Meat judging began in 1926. Pictured is M.D. Helser's team of 1929. The members are R. Held, Helser, E.H. Hall, W.I. Pepper, and C.R. Plager. Federal beef grading began that year, as well. F.J. Beard, to become a faculty member, was involved.
But the significant event in corn belt agriculture was the formation of a hybrid seed corn company called Pioneer by Henry A. Wallace (1910). The adoption was swift and by 1934 uniform fields of hybrid corn blanketed Iowa. This did not go unnoticed by animal breeders. C.W. Knox of poultry husbandry established inbred lines of chickens that served as the foundation for much subsequent poultry breeding and immunogenetics work!
The Meat Laboratory was the second one on a land-grant campus. In 1915, the department began developing plans for teaching herd barns on the northeastern corner of the campus, but World War I stopped activities. The Meat Laboratory was completed in 1918 and boasted a judging arena, meat demonstration facilities, slaughter floor, and coolers. At the time of its completion, the lab was sometimes referred to as Helser's or Pew's Cathedral because of its church-like architecture. M.D. Helser, the meats professor, was a lay preacher and attended Collegiate Presbyterian Church. The two buildings were designed by the same architect.
The Livestock Pavilion was built in 1925, and many former students, especially judging team members, remember it fondly. Until the mid 1980s, this structure was used daily for laboratory classes involving stock until it was torn down in 1996 to make way for the Kildee addition.

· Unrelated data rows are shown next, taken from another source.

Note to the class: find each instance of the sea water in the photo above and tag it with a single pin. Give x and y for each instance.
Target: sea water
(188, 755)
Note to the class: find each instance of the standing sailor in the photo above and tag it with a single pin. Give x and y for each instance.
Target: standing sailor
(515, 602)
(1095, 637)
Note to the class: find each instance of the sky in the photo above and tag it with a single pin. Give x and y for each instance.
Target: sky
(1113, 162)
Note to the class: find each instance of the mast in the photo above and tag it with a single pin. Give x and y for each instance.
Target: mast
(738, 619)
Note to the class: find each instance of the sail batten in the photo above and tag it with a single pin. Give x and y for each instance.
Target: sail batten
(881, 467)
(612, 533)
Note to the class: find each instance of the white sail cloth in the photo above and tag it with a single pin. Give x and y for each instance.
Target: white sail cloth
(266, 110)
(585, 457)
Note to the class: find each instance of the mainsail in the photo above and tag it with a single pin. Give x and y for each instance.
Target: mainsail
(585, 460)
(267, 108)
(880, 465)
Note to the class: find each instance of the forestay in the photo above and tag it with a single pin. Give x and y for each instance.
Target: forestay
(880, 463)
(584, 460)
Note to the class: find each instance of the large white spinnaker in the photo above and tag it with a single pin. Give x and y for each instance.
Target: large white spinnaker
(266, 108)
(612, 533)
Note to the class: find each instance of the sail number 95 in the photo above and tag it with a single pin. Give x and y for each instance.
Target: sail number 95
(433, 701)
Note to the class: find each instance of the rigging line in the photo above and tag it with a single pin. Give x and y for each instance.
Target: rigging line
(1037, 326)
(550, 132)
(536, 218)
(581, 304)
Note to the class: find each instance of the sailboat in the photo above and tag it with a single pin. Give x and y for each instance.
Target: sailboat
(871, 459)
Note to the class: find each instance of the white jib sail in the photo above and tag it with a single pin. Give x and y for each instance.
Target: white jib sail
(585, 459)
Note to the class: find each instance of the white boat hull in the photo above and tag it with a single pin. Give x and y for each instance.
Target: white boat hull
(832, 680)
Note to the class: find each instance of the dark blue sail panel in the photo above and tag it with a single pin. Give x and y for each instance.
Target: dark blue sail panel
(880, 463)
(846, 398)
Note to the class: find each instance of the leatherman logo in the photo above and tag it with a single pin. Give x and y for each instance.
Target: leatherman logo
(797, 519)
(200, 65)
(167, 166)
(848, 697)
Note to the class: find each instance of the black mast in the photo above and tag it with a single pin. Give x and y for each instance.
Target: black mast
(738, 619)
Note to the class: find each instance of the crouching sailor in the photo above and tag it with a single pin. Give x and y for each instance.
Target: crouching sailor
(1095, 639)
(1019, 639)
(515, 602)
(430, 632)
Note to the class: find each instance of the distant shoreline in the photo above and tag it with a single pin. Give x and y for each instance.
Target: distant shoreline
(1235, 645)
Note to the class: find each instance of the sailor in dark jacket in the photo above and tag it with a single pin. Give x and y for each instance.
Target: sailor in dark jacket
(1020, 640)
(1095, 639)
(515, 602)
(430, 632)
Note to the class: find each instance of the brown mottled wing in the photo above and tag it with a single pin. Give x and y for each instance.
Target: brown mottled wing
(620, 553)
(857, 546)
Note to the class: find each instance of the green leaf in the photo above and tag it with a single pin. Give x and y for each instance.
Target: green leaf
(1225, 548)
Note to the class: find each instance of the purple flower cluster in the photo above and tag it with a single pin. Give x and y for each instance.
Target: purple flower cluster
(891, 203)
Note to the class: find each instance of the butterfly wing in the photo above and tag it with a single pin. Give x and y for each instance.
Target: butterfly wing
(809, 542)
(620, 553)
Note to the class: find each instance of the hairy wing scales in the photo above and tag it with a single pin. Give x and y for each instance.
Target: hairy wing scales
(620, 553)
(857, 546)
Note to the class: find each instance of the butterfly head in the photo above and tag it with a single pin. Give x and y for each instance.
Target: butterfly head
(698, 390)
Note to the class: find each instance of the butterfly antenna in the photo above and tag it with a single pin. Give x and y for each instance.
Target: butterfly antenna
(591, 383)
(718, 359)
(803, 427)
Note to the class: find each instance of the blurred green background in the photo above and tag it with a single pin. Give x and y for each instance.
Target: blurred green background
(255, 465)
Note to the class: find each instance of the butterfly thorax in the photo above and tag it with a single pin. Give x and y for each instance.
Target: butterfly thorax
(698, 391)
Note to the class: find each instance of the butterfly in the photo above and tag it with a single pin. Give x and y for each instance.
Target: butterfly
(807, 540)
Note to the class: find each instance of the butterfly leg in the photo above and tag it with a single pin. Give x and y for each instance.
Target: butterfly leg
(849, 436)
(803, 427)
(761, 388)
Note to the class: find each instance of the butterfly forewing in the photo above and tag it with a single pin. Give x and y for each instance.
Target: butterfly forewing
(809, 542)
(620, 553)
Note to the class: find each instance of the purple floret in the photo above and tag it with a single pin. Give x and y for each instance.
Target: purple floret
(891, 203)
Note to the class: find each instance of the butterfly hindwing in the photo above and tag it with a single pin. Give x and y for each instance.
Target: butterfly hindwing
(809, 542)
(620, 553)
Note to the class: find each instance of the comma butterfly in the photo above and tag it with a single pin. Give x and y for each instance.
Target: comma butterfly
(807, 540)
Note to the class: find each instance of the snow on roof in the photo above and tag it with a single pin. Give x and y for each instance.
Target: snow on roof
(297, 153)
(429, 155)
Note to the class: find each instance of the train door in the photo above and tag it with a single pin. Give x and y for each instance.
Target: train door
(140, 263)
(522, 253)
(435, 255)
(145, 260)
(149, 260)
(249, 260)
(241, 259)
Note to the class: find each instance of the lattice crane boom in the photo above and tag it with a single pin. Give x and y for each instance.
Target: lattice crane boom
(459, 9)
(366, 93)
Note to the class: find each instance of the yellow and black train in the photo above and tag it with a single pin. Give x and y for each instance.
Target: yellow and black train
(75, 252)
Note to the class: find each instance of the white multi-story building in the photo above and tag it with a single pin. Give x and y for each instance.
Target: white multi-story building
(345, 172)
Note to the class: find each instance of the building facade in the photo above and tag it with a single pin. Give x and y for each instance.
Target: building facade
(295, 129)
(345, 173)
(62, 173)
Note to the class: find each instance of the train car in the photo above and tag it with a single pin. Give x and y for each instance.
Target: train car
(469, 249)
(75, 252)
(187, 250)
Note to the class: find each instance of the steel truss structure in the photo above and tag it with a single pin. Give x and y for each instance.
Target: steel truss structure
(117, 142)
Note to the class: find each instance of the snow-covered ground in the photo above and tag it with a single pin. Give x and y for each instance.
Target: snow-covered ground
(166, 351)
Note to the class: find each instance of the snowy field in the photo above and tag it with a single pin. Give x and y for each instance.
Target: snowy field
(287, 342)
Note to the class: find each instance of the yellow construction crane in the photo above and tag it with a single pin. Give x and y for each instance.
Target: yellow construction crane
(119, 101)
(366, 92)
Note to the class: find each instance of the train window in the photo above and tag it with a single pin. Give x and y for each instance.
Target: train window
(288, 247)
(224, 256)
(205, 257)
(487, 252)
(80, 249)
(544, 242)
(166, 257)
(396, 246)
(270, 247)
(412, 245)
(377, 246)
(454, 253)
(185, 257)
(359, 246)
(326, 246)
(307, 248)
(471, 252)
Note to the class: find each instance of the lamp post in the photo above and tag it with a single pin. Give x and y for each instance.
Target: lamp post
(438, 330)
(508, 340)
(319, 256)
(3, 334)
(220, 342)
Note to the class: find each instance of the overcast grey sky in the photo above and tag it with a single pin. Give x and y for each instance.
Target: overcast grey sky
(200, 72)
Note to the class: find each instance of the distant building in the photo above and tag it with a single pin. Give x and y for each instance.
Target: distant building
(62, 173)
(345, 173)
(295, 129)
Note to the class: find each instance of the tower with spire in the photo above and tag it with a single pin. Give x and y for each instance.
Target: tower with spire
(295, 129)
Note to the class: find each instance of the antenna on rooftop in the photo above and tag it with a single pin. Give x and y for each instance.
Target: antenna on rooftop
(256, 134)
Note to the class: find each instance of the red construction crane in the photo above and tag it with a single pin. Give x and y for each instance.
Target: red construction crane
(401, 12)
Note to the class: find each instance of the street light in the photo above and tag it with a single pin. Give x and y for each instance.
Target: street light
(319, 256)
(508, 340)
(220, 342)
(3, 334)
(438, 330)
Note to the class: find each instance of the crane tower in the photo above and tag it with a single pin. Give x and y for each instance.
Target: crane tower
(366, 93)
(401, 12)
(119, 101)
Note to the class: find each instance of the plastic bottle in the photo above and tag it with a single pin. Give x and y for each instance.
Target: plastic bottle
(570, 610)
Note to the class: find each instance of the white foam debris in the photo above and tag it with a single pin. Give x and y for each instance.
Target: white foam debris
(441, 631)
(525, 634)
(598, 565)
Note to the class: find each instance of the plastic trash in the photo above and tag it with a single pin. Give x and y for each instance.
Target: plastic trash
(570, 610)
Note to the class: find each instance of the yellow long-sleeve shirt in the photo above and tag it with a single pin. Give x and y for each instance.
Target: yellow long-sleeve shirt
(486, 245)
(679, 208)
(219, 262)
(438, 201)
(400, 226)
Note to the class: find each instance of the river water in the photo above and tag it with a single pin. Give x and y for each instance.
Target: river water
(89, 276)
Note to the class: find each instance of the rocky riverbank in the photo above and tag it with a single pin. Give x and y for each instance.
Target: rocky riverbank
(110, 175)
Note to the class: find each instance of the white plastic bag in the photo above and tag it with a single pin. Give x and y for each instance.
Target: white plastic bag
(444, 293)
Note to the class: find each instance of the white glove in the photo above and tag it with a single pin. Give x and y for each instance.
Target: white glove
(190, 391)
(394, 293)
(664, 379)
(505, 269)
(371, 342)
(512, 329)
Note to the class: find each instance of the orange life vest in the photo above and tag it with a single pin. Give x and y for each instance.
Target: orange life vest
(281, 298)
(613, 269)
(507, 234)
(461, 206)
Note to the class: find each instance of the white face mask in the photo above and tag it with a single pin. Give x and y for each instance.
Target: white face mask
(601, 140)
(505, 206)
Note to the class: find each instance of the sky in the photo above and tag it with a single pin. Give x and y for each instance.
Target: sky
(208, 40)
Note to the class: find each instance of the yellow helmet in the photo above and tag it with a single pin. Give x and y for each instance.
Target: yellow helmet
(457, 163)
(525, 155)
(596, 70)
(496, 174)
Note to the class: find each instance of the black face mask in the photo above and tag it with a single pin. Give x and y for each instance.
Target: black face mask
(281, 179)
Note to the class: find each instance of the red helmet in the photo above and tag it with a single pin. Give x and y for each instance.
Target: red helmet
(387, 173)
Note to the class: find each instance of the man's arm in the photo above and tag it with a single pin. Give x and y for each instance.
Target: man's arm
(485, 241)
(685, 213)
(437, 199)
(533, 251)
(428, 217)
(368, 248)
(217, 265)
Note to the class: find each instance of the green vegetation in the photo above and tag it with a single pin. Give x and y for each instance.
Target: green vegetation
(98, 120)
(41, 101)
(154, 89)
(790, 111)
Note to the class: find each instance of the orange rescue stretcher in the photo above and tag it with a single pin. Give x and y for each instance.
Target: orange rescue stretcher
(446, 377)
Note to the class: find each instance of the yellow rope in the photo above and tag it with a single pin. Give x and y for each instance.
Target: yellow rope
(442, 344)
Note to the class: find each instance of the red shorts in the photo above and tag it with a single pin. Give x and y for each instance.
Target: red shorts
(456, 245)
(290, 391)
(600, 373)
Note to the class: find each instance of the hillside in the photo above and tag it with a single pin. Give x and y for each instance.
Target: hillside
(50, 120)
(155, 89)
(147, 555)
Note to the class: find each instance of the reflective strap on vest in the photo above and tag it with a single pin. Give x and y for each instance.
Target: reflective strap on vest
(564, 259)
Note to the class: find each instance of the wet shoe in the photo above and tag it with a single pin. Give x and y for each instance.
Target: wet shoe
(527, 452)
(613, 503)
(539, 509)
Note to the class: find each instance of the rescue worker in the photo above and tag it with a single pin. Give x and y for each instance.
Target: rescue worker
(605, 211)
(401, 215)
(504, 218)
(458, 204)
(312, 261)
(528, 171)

The departmental clubs have participated in Veishea since its inception 1922. Displays to promote the clubs and the department, food booths, and sometimes floats for the parade were done. This tradition is still very important to the Animal Science undergraduate clubs with the student clubs vying for top honors with their displays in the judging. The 1925 sweepstakes float was Dairy Husbandry.
One of the most important and far-reaching events in the department in the early 1950's was the patenting of defined levels of diethylstilbestrol (DES), a growth-promoting hormone, to feed beef cattle for improved growth and efficiency. The saga includes how Wise Burroughs found that quality clover hay contained estrogens that enhanced growth, and how he, by studying the literature on DES, determined the levels to produce the desired effects, but not the negative ones. The work with the Iowa State College Research Foundation to secure the patent, the feud with colleagues at Ames and Purdue, the announcement at Cattle Feeder's Day in 1954 that turned the feed industry upside down, the struggle to secure FDA approval, the involvement of President Hilton in the licensing done with Lilly, and the phenomenal use of Stilbosol by the feeders make a story worthy of the book about it by A.I. Marcus in 1994. The events changed the way new technology was utilized and controlled by the Food and Drug Administration. Eventually DES was banned in 1979. A portion of the proceeds from the patent built Lush Auditorium, and the use of DES enhanced the profitability of cattle feeding.
In 1959, Jay L. Lush was asked to study the genetic effects of irradiation in swine by the Atomic Energy Commission. The study was concluded in 1968. Today, the auditorium of Kildee Hall bears his name.
N.L. Jacobson used fistulated animals in his research on bloat prevention.